A cleaner approach, and one used commercially, is to electrochemically generate hydrogen by water splitting (pictured), evolving hydrogen and oxygen4. Alkaline electrolysers are most mature, although polymer-based acidic electrolysers that offer higher currents and better load following capability are increasingly emerging. Solid oxide electrolysers that operate at high temperatures potentially have better efficiencies, but a carbon-neutral heat source is needed, and high-temperature operation has its own set of challenges.

Electrolysers need significant energy to evolve hydrogen as kinetics are slow at ambient temperature. Electrocatalysts can increase kinetics. Ideally, renewable energy would be used to power these reactions. This can be accomplished either by using solar or wind to power electrolysers, or by directly harvesting light in a photoelectrochemical solar fuels approach5.

Research on electrocatalysts focusses on optimizing materials that promise similar performance, in terms of metrics such as exchange current densities, to benchmark (but expensive) platinum.
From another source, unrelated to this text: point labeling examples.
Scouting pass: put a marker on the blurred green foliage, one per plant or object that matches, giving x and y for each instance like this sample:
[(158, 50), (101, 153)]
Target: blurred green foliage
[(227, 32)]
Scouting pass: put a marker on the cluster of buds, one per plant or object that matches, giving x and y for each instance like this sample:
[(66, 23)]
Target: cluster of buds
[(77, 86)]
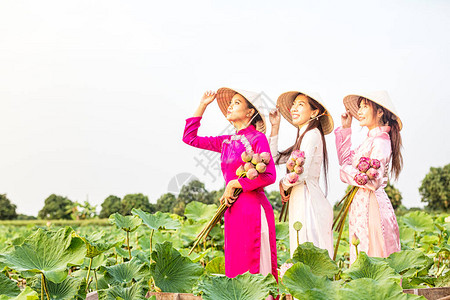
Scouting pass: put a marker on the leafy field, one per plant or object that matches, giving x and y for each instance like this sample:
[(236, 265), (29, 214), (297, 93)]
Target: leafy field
[(127, 256)]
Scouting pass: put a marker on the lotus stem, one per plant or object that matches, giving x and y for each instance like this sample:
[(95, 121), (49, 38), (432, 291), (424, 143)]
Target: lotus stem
[(96, 281), (45, 287), (339, 222), (89, 272), (128, 244)]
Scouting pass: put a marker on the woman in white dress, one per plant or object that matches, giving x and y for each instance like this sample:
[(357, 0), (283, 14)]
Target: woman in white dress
[(307, 203)]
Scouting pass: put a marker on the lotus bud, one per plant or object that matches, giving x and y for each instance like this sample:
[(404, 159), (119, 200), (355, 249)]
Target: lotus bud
[(364, 158), (300, 161), (256, 159), (246, 156), (248, 166), (265, 156), (363, 166), (355, 240), (298, 170), (292, 177), (290, 165), (297, 154), (261, 167), (361, 178), (372, 173), (375, 163), (240, 171), (252, 174)]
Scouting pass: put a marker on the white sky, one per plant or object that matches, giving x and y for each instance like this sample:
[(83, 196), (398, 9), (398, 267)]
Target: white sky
[(94, 94)]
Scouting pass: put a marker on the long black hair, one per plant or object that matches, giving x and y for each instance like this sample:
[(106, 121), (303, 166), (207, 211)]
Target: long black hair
[(313, 123)]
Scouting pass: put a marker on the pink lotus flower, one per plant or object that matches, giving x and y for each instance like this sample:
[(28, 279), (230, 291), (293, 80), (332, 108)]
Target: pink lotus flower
[(252, 174), (246, 156), (240, 171), (298, 169), (292, 177), (248, 166), (361, 178), (372, 173), (290, 165), (375, 163), (265, 156), (261, 167), (363, 166), (300, 161), (256, 159), (297, 154)]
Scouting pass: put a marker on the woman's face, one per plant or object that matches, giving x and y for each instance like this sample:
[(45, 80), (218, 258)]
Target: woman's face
[(366, 115), (238, 109), (301, 111)]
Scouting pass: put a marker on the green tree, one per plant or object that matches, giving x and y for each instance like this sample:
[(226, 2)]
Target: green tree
[(435, 188), (166, 203), (195, 191), (56, 208), (275, 199), (7, 209), (138, 201), (109, 206), (394, 195)]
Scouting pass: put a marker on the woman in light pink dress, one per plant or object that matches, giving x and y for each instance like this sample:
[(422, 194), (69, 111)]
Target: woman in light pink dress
[(371, 216), (250, 241)]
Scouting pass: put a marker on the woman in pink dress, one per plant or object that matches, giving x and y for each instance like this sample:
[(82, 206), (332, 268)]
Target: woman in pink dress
[(250, 241), (371, 216)]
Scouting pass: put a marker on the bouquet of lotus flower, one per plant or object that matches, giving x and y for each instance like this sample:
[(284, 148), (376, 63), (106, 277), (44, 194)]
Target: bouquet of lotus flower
[(368, 170), (295, 166), (253, 165)]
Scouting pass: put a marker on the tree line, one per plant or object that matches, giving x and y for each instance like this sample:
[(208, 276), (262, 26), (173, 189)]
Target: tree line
[(434, 191)]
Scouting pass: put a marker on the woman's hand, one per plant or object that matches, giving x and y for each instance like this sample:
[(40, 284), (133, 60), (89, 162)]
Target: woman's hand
[(284, 195), (274, 117), (228, 196), (346, 119), (207, 98)]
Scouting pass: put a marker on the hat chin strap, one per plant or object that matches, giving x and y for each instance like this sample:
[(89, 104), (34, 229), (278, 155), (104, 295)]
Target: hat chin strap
[(248, 124)]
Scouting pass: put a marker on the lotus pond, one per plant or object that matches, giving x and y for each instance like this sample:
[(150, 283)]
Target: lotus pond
[(132, 255)]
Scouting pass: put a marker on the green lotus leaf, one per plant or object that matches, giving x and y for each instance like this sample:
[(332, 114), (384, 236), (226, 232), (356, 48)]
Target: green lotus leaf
[(157, 220), (302, 283), (8, 287), (216, 266), (367, 288), (95, 246), (69, 288), (126, 272), (371, 267), (173, 272), (134, 292), (406, 235), (419, 221), (26, 294), (317, 259), (200, 212), (243, 287), (443, 281), (126, 223), (405, 260), (430, 240), (47, 252)]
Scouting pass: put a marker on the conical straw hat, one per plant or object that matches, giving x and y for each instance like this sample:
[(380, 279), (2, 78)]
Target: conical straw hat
[(224, 96), (379, 97), (285, 101)]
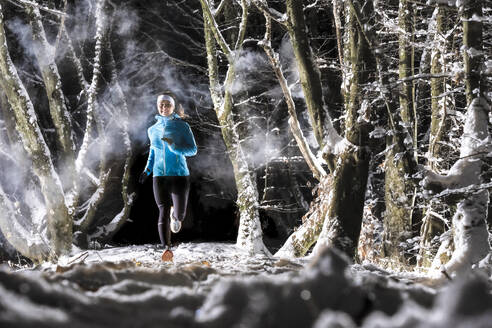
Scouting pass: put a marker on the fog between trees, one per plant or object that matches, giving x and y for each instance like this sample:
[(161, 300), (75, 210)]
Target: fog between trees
[(380, 109)]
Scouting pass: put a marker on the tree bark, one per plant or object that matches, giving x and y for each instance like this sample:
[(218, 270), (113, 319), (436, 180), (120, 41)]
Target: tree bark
[(469, 228), (343, 222), (431, 225), (250, 235), (399, 191), (59, 223), (308, 70), (45, 54)]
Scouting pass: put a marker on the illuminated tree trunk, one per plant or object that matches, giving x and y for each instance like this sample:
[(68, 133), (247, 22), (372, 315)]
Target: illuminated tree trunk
[(59, 222), (431, 225), (399, 191), (250, 235)]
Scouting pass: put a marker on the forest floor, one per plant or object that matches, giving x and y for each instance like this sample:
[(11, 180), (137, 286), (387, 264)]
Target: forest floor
[(217, 285)]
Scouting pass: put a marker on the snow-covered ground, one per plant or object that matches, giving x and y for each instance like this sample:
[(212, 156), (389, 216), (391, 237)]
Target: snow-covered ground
[(216, 285)]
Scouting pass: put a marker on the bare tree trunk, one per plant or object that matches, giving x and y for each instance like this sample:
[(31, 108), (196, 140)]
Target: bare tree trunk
[(470, 233), (343, 222), (433, 226), (399, 191), (250, 235), (308, 70), (45, 54), (59, 223)]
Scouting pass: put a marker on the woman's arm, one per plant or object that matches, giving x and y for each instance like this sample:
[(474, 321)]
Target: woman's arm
[(150, 161), (184, 144)]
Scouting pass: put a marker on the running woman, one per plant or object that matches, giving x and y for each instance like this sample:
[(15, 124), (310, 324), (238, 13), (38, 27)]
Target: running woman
[(171, 141)]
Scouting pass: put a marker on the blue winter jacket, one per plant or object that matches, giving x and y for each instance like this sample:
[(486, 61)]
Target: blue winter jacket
[(169, 159)]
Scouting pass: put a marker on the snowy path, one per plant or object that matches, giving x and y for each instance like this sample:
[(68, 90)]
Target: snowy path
[(215, 285)]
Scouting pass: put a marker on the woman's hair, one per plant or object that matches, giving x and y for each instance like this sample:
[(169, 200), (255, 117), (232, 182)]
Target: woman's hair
[(178, 108)]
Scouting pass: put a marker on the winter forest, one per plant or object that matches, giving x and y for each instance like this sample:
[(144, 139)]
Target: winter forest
[(342, 173)]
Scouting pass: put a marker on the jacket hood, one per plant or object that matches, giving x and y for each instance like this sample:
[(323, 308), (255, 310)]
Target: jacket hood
[(161, 118)]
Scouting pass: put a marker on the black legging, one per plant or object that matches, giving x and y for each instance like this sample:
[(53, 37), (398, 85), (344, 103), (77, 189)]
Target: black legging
[(170, 191)]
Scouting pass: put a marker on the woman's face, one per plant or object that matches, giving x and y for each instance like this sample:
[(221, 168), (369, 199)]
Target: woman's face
[(166, 108)]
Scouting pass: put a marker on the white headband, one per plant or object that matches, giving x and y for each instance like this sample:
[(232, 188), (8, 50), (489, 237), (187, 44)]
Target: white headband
[(165, 97)]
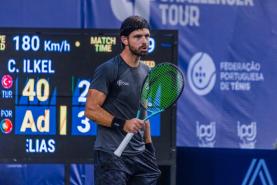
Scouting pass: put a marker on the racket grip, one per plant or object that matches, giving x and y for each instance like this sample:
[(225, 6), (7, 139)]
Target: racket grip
[(123, 144)]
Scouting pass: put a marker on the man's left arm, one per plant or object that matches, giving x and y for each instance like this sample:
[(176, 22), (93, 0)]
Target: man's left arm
[(147, 136)]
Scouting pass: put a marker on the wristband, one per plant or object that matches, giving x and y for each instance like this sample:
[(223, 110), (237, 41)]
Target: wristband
[(118, 123)]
There is much activity on carbon-supported and iron-based electrocatalysts6, as well as engineering layered materials to expose active sites7.

Photoelectrocatalyst devices are in principal simpler than electrocatalyst devices, with charge separation induced directly by the solid–liquid interface. However, this comparative simplicity provides less freedom for optimization, as electrocatalyst devices currently have much higher overall efficiencies. Indeed, photoelectrocatalyst optimization is a challenging problem, involving appropriate material combinations, often based on metal cocatalysts supported on metal oxides, which enable good electron transport without enabling side reactions8, and with careful control of morphology to optimize light harvesting and photoelectrochemical performance9.

Even if hydrogen is cleanly produced, this is only one of several barriers that must be surmounted; other infrastructure requirements must be solved, such as transport, possibly by refitting gas pipelines, and associated large-scale temporary storage, potentially in salt caverns. This may be feasible in one place, but as infrastructure and geological structures are unevenly distributed, hydrogen uptake will be dependent on local resources.

The report concludes that electrolysis or photoelectrolysis approaches that split water would be a cleaner alternative to steam methane reforming, with electrolysis the more mature approach, possibly supplemented by biological production2. To generate significant amounts of hydrogen by electrolysis or photoelectrolysis, it is necessary not only to develop cheap, stable and efficient materials but also to develop mechanistic understanding. It remains to be seen whether the more innovative electrocatalysts can be implemented in devices at industrial scales sufficient to meet energy demands, let alone photoelectrocatalytic devices that by comparison are still in their infancy.

Overall, there are significant challenges to a hydrogen-based economy, and as a switch away from fossil fuels it will be part of a mix of options, one of a range of replacement energy vectors alongside other fuel-cell and battery technologies. However, it is clear that the search for better hydrogen production technologies has driven a range of fundamental and applied materials research. We cannot say where this will ultimately lead, but we look forward to covering future developments.